Background: For example, the 2D Laplace's equation: $$ \frac{\partial^2 V}{\partial x^2} + \frac{\partial^2 V}{\partial y^2} =0 $$ , when solved by separation of variable $V=X(x)Y(y)$, has the solution of the form: $$ V_k(x,y)=(Ae^{kx}+Be^{-kx}) + (C\sin ky+D\cos ky) \tag{1} $$ Usually, a set of (periodic) boundary conditions are given, which might eliminate some terms in $V_k$, and the general solution is the discrete sum of all the eigenvectors: $$ V(x,y)=\sum_{k=-\infty}^{\infty}V_k(x,y) \tag{2} $$ , where $k$'s have a specific form depending on the boudary conditions given.

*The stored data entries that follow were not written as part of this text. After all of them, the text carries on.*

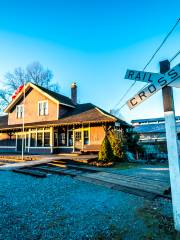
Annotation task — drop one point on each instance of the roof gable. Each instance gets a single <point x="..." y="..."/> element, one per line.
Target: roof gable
<point x="56" y="97"/>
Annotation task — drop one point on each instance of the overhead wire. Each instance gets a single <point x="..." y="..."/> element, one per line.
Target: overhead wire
<point x="150" y="60"/>
<point x="175" y="56"/>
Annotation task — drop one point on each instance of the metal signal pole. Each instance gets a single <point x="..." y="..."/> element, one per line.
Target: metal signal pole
<point x="172" y="145"/>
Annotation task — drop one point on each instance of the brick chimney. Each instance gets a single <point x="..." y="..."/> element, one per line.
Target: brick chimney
<point x="74" y="93"/>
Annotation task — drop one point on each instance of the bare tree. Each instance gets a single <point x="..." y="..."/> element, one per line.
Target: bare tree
<point x="34" y="73"/>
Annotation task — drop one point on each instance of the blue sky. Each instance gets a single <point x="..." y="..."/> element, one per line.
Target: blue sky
<point x="92" y="43"/>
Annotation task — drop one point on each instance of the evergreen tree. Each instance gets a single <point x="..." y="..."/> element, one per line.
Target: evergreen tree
<point x="106" y="152"/>
<point x="117" y="142"/>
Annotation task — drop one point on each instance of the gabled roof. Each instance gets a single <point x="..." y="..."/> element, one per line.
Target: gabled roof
<point x="81" y="114"/>
<point x="59" y="97"/>
<point x="56" y="97"/>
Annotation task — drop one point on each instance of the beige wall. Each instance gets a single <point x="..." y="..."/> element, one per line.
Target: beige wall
<point x="31" y="109"/>
<point x="97" y="135"/>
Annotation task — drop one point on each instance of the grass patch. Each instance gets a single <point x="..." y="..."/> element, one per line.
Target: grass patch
<point x="158" y="226"/>
<point x="114" y="233"/>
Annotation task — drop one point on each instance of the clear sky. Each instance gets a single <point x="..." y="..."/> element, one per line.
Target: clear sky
<point x="92" y="43"/>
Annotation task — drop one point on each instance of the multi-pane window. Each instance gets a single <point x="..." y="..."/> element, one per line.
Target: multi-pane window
<point x="19" y="111"/>
<point x="55" y="139"/>
<point x="62" y="139"/>
<point x="86" y="137"/>
<point x="43" y="108"/>
<point x="47" y="139"/>
<point x="39" y="139"/>
<point x="78" y="136"/>
<point x="33" y="140"/>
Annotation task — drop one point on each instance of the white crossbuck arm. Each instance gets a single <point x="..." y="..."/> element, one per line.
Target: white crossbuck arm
<point x="157" y="81"/>
<point x="148" y="77"/>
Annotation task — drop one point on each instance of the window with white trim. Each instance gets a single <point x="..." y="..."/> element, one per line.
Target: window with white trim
<point x="19" y="111"/>
<point x="43" y="108"/>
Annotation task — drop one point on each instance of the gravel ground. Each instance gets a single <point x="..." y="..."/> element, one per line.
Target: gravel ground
<point x="148" y="171"/>
<point x="60" y="207"/>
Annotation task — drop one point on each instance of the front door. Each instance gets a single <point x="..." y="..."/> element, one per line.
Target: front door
<point x="78" y="139"/>
<point x="19" y="143"/>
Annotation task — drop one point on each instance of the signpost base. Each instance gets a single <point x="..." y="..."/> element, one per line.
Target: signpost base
<point x="172" y="146"/>
<point x="174" y="165"/>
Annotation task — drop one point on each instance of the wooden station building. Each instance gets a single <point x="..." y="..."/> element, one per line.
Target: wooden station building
<point x="53" y="123"/>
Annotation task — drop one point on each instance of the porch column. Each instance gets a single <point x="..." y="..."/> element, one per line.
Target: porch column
<point x="16" y="141"/>
<point x="82" y="137"/>
<point x="73" y="139"/>
<point x="51" y="138"/>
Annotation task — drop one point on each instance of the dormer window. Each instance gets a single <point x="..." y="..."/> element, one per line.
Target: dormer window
<point x="43" y="108"/>
<point x="19" y="111"/>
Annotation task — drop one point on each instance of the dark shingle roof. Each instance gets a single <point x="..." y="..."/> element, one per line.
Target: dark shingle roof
<point x="153" y="128"/>
<point x="61" y="98"/>
<point x="150" y="120"/>
<point x="82" y="113"/>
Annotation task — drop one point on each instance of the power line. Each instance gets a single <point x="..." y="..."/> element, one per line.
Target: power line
<point x="160" y="46"/>
<point x="175" y="56"/>
<point x="150" y="60"/>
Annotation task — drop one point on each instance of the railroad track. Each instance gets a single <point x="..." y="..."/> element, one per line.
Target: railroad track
<point x="132" y="184"/>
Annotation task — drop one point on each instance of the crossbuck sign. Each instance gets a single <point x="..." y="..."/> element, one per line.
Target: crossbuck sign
<point x="156" y="82"/>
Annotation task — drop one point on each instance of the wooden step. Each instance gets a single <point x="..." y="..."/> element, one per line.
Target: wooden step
<point x="30" y="172"/>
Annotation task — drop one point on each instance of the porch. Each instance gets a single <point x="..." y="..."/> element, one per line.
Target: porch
<point x="54" y="139"/>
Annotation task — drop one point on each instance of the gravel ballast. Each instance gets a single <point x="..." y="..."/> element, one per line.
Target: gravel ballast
<point x="60" y="207"/>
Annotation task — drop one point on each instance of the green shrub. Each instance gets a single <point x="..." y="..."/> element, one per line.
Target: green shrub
<point x="106" y="152"/>
<point x="116" y="141"/>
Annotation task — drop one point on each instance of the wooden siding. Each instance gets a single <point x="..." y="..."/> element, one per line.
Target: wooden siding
<point x="97" y="135"/>
<point x="6" y="140"/>
<point x="31" y="109"/>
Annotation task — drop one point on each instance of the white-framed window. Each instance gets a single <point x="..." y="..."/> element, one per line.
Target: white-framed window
<point x="19" y="111"/>
<point x="43" y="108"/>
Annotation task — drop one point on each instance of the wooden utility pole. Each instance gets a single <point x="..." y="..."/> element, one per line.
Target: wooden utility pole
<point x="172" y="145"/>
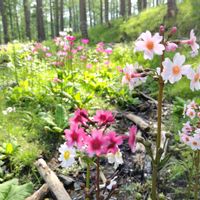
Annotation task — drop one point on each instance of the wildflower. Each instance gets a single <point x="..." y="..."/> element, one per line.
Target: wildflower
<point x="85" y="41"/>
<point x="96" y="143"/>
<point x="194" y="76"/>
<point x="115" y="158"/>
<point x="80" y="117"/>
<point x="191" y="113"/>
<point x="75" y="136"/>
<point x="103" y="117"/>
<point x="132" y="138"/>
<point x="149" y="44"/>
<point x="173" y="71"/>
<point x="171" y="47"/>
<point x="67" y="155"/>
<point x="112" y="142"/>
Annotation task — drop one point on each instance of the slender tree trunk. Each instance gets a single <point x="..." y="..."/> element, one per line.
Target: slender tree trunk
<point x="106" y="10"/>
<point x="61" y="15"/>
<point x="83" y="18"/>
<point x="56" y="18"/>
<point x="4" y="21"/>
<point x="90" y="12"/>
<point x="27" y="17"/>
<point x="101" y="11"/>
<point x="40" y="21"/>
<point x="51" y="18"/>
<point x="129" y="7"/>
<point x="122" y="8"/>
<point x="171" y="8"/>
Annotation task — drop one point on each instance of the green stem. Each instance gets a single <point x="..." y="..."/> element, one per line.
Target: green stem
<point x="196" y="187"/>
<point x="158" y="137"/>
<point x="88" y="181"/>
<point x="97" y="180"/>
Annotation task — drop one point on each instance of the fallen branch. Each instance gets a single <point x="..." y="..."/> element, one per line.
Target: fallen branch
<point x="52" y="180"/>
<point x="40" y="193"/>
<point x="138" y="121"/>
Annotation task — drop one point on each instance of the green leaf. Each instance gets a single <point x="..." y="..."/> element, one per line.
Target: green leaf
<point x="11" y="189"/>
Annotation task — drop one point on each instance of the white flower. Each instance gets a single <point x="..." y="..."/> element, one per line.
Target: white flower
<point x="67" y="155"/>
<point x="149" y="44"/>
<point x="115" y="158"/>
<point x="173" y="71"/>
<point x="194" y="76"/>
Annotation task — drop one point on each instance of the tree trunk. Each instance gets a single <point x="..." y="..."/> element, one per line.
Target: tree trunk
<point x="129" y="7"/>
<point x="122" y="8"/>
<point x="27" y="15"/>
<point x="51" y="18"/>
<point x="40" y="21"/>
<point x="101" y="11"/>
<point x="90" y="12"/>
<point x="83" y="18"/>
<point x="4" y="21"/>
<point x="61" y="15"/>
<point x="56" y="18"/>
<point x="171" y="8"/>
<point x="106" y="10"/>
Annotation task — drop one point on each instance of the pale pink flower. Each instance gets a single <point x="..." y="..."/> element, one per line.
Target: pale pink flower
<point x="173" y="71"/>
<point x="75" y="136"/>
<point x="104" y="117"/>
<point x="171" y="47"/>
<point x="191" y="113"/>
<point x="194" y="76"/>
<point x="149" y="44"/>
<point x="95" y="143"/>
<point x="132" y="138"/>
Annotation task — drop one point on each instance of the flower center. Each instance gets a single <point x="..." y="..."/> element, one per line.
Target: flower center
<point x="66" y="155"/>
<point x="176" y="70"/>
<point x="149" y="45"/>
<point x="197" y="77"/>
<point x="128" y="77"/>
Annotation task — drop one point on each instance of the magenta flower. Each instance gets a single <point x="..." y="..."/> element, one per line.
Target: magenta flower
<point x="85" y="41"/>
<point x="149" y="44"/>
<point x="75" y="136"/>
<point x="96" y="143"/>
<point x="80" y="117"/>
<point x="132" y="138"/>
<point x="104" y="117"/>
<point x="70" y="38"/>
<point x="112" y="142"/>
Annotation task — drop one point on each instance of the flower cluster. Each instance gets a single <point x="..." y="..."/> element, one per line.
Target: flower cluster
<point x="190" y="134"/>
<point x="172" y="70"/>
<point x="92" y="137"/>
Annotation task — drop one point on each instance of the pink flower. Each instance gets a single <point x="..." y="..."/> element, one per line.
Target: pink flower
<point x="89" y="66"/>
<point x="103" y="117"/>
<point x="112" y="142"/>
<point x="70" y="38"/>
<point x="171" y="47"/>
<point x="150" y="45"/>
<point x="96" y="143"/>
<point x="108" y="51"/>
<point x="75" y="136"/>
<point x="187" y="128"/>
<point x="85" y="41"/>
<point x="173" y="71"/>
<point x="80" y="117"/>
<point x="191" y="113"/>
<point x="194" y="76"/>
<point x="132" y="138"/>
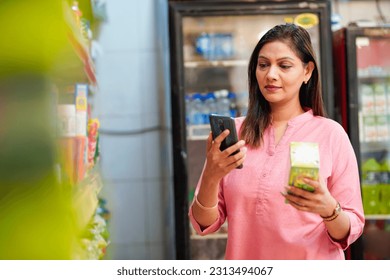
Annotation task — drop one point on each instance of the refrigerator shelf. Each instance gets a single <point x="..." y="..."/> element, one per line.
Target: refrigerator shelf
<point x="378" y="217"/>
<point x="215" y="63"/>
<point x="210" y="236"/>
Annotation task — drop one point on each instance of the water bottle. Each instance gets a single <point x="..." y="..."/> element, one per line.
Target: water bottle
<point x="223" y="104"/>
<point x="188" y="105"/>
<point x="196" y="116"/>
<point x="232" y="104"/>
<point x="210" y="106"/>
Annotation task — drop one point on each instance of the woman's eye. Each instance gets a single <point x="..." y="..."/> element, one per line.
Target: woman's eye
<point x="263" y="65"/>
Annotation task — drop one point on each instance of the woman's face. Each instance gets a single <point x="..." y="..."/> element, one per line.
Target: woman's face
<point x="280" y="73"/>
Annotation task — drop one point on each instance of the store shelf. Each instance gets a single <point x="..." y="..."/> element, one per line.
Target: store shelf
<point x="85" y="198"/>
<point x="215" y="63"/>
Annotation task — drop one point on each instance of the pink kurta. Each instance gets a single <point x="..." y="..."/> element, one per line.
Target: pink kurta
<point x="260" y="224"/>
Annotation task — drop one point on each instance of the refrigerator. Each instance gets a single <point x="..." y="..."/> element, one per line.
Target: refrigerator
<point x="362" y="102"/>
<point x="210" y="46"/>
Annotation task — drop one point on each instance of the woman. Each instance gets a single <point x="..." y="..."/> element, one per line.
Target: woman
<point x="267" y="219"/>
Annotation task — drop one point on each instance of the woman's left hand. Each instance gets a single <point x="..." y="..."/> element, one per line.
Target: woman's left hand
<point x="319" y="201"/>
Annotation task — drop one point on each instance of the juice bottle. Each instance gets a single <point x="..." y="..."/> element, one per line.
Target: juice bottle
<point x="370" y="186"/>
<point x="385" y="187"/>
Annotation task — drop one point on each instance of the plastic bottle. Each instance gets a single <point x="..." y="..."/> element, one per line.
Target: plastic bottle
<point x="233" y="104"/>
<point x="196" y="116"/>
<point x="210" y="106"/>
<point x="223" y="104"/>
<point x="188" y="105"/>
<point x="371" y="186"/>
<point x="77" y="13"/>
<point x="385" y="187"/>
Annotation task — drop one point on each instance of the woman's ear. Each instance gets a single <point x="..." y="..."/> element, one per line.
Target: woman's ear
<point x="308" y="71"/>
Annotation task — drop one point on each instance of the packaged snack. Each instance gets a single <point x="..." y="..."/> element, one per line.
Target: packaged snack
<point x="305" y="162"/>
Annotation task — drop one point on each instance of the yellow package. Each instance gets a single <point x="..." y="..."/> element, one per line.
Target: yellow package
<point x="305" y="162"/>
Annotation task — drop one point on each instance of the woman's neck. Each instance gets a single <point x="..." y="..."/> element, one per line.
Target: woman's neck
<point x="283" y="115"/>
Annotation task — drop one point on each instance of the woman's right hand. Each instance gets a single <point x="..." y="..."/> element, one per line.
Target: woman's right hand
<point x="219" y="163"/>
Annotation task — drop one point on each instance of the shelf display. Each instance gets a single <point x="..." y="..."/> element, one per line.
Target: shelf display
<point x="49" y="187"/>
<point x="210" y="46"/>
<point x="362" y="75"/>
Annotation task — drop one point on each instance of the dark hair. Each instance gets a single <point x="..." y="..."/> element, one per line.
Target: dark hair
<point x="259" y="111"/>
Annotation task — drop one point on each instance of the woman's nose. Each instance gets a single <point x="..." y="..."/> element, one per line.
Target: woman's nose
<point x="272" y="73"/>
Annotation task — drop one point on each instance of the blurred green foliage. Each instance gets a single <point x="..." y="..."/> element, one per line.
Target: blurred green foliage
<point x="35" y="209"/>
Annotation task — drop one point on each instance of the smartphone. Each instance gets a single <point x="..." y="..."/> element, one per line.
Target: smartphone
<point x="218" y="124"/>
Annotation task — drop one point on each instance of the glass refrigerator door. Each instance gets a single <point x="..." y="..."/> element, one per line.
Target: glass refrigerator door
<point x="216" y="54"/>
<point x="373" y="86"/>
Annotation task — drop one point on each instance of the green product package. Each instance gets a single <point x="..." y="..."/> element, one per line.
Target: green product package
<point x="305" y="162"/>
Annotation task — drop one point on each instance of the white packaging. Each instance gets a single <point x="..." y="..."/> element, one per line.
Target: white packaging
<point x="66" y="120"/>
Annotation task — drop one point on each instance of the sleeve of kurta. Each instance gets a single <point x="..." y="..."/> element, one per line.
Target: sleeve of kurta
<point x="344" y="185"/>
<point x="221" y="209"/>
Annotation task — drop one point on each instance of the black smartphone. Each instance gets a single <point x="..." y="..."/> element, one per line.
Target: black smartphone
<point x="218" y="124"/>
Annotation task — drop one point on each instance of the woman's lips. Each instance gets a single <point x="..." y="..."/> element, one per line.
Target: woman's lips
<point x="272" y="88"/>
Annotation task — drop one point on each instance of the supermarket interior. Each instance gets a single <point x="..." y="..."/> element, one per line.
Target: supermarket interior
<point x="104" y="110"/>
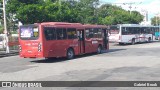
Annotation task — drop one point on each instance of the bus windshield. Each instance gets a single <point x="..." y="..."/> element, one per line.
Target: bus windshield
<point x="29" y="32"/>
<point x="114" y="29"/>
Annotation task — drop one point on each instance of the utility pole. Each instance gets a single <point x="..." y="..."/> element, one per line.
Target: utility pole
<point x="5" y="27"/>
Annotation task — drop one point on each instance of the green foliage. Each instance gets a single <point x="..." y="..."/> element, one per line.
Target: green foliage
<point x="155" y="21"/>
<point x="82" y="11"/>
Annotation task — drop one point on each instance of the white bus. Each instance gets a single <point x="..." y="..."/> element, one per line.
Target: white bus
<point x="131" y="33"/>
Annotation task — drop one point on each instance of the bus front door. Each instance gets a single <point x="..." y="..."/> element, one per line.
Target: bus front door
<point x="81" y="41"/>
<point x="105" y="39"/>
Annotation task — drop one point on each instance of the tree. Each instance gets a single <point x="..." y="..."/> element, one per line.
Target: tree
<point x="82" y="11"/>
<point x="155" y="21"/>
<point x="1" y="12"/>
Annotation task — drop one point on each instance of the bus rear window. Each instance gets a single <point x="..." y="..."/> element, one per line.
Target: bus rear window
<point x="114" y="30"/>
<point x="29" y="32"/>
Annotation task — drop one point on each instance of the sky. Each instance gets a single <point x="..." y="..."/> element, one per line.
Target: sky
<point x="151" y="6"/>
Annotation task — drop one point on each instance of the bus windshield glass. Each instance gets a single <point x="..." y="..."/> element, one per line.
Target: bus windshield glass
<point x="29" y="32"/>
<point x="114" y="29"/>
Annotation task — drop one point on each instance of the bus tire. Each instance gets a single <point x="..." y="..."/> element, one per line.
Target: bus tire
<point x="133" y="41"/>
<point x="70" y="54"/>
<point x="99" y="49"/>
<point x="149" y="39"/>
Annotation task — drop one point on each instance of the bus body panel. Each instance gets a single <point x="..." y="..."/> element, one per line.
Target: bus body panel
<point x="46" y="48"/>
<point x="128" y="33"/>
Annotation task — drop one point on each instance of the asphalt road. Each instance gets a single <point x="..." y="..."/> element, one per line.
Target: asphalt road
<point x="140" y="62"/>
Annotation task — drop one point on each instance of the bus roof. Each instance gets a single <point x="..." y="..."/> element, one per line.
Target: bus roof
<point x="95" y="26"/>
<point x="134" y="25"/>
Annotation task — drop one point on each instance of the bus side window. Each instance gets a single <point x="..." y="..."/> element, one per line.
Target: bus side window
<point x="50" y="33"/>
<point x="61" y="33"/>
<point x="71" y="33"/>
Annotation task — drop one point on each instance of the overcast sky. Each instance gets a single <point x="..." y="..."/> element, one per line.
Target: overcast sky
<point x="152" y="6"/>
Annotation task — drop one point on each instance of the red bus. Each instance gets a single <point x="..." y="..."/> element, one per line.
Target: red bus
<point x="60" y="39"/>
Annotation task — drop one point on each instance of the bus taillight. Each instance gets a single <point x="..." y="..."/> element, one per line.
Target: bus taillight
<point x="39" y="47"/>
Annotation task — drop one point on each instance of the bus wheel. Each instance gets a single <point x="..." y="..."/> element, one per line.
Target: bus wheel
<point x="149" y="40"/>
<point x="70" y="53"/>
<point x="99" y="49"/>
<point x="133" y="41"/>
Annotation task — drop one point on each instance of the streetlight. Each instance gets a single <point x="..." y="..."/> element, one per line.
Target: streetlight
<point x="5" y="27"/>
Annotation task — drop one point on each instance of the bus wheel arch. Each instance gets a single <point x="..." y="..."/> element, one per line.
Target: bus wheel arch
<point x="70" y="53"/>
<point x="99" y="49"/>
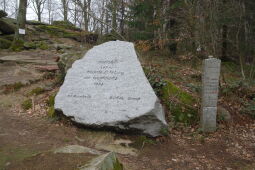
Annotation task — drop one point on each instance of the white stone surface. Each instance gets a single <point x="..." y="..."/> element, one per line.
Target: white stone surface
<point x="210" y="90"/>
<point x="108" y="88"/>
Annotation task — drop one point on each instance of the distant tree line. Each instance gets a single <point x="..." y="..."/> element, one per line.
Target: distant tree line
<point x="222" y="28"/>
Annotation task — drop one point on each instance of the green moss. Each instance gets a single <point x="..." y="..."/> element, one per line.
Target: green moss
<point x="27" y="104"/>
<point x="51" y="112"/>
<point x="59" y="31"/>
<point x="180" y="103"/>
<point x="10" y="154"/>
<point x="36" y="91"/>
<point x="65" y="25"/>
<point x="17" y="45"/>
<point x="117" y="165"/>
<point x="8" y="37"/>
<point x="51" y="100"/>
<point x="4" y="44"/>
<point x="141" y="141"/>
<point x="72" y="35"/>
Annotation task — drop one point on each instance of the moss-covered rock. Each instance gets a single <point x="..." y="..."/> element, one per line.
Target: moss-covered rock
<point x="3" y="14"/>
<point x="4" y="44"/>
<point x="9" y="37"/>
<point x="17" y="45"/>
<point x="180" y="103"/>
<point x="7" y="26"/>
<point x="33" y="22"/>
<point x="58" y="31"/>
<point x="27" y="104"/>
<point x="66" y="25"/>
<point x="43" y="45"/>
<point x="65" y="62"/>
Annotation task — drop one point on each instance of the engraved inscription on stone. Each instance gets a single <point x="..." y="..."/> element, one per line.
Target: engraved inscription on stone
<point x="210" y="86"/>
<point x="108" y="87"/>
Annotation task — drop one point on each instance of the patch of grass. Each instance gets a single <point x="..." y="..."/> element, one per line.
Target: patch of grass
<point x="43" y="45"/>
<point x="249" y="108"/>
<point x="155" y="80"/>
<point x="27" y="104"/>
<point x="164" y="131"/>
<point x="141" y="141"/>
<point x="13" y="87"/>
<point x="117" y="165"/>
<point x="180" y="103"/>
<point x="50" y="102"/>
<point x="14" y="155"/>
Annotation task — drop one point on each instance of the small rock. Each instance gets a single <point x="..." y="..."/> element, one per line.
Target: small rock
<point x="107" y="161"/>
<point x="77" y="149"/>
<point x="224" y="114"/>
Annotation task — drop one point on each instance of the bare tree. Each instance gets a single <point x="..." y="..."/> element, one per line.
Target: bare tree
<point x="21" y="20"/>
<point x="38" y="7"/>
<point x="65" y="9"/>
<point x="85" y="7"/>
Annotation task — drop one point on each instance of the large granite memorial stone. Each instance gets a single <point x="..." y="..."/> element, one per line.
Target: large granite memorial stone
<point x="108" y="88"/>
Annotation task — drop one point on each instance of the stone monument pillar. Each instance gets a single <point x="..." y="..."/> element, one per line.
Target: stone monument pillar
<point x="210" y="90"/>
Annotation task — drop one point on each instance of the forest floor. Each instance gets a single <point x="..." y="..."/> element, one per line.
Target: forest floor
<point x="27" y="137"/>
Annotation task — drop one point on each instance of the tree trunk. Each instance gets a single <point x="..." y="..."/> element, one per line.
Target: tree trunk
<point x="65" y="8"/>
<point x="39" y="14"/>
<point x="4" y="6"/>
<point x="122" y="18"/>
<point x="224" y="42"/>
<point x="21" y="20"/>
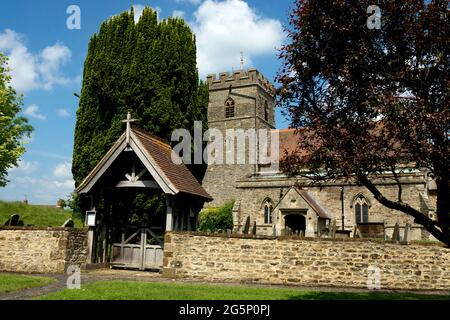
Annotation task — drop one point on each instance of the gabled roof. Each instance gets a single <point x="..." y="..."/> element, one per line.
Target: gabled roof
<point x="313" y="203"/>
<point x="156" y="155"/>
<point x="310" y="200"/>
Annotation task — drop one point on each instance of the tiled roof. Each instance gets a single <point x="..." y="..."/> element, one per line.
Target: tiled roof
<point x="314" y="203"/>
<point x="178" y="174"/>
<point x="158" y="154"/>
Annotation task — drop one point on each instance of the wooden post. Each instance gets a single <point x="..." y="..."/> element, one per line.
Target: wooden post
<point x="169" y="216"/>
<point x="90" y="248"/>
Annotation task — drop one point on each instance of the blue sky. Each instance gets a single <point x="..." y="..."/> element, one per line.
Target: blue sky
<point x="47" y="59"/>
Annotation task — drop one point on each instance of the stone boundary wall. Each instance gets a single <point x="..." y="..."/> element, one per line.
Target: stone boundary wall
<point x="41" y="250"/>
<point x="305" y="262"/>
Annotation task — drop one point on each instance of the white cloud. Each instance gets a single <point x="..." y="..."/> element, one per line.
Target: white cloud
<point x="25" y="167"/>
<point x="33" y="111"/>
<point x="224" y="29"/>
<point x="178" y="13"/>
<point x="194" y="2"/>
<point x="34" y="71"/>
<point x="63" y="113"/>
<point x="63" y="170"/>
<point x="139" y="8"/>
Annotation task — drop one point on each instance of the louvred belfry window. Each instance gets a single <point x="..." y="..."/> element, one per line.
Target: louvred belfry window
<point x="229" y="108"/>
<point x="361" y="210"/>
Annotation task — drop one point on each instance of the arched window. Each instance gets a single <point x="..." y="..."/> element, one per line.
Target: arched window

Situation: When the boundary conditions are not given, $V_k$ in (1) is of the most general form and $k$ can take any possible values in $(-\infty, \infty)$, which means the sum in (1) must be changed into an integral (correct me if I am wrong!).
Question: When the boundary conditions are not yet given, $k$ can be continuous. Thus, what is the generalized version of the sum in (2)?
Attempt: All I have tried so far is coming up with the (obvious?) following integral: $$ V(x,y)=\int_{-\infty}^{\infty}[(A(k)e^{kx}+B(k)e^{-kx}) + (C(k)\sin ky+D(k)\cos ky)]dk $$ However, I have a feeling that this integral is not the correct answer.
$$ \frac{\partial^2 V}{\partial x^2} + \frac{\partial^2 V}{\partial y^2} =0 \tag 1 $$ You say that you solved by separation of variable $V=X(x)Y(y)$ and found the solution on the form: $$V_k(x,y)=(Ae^{kx}+Be^{-kx}) + (C\sin ky+D\cos ky)$$ This is not correct. Put it into Eq.$(1)$ and observe that the equality is not satisfied.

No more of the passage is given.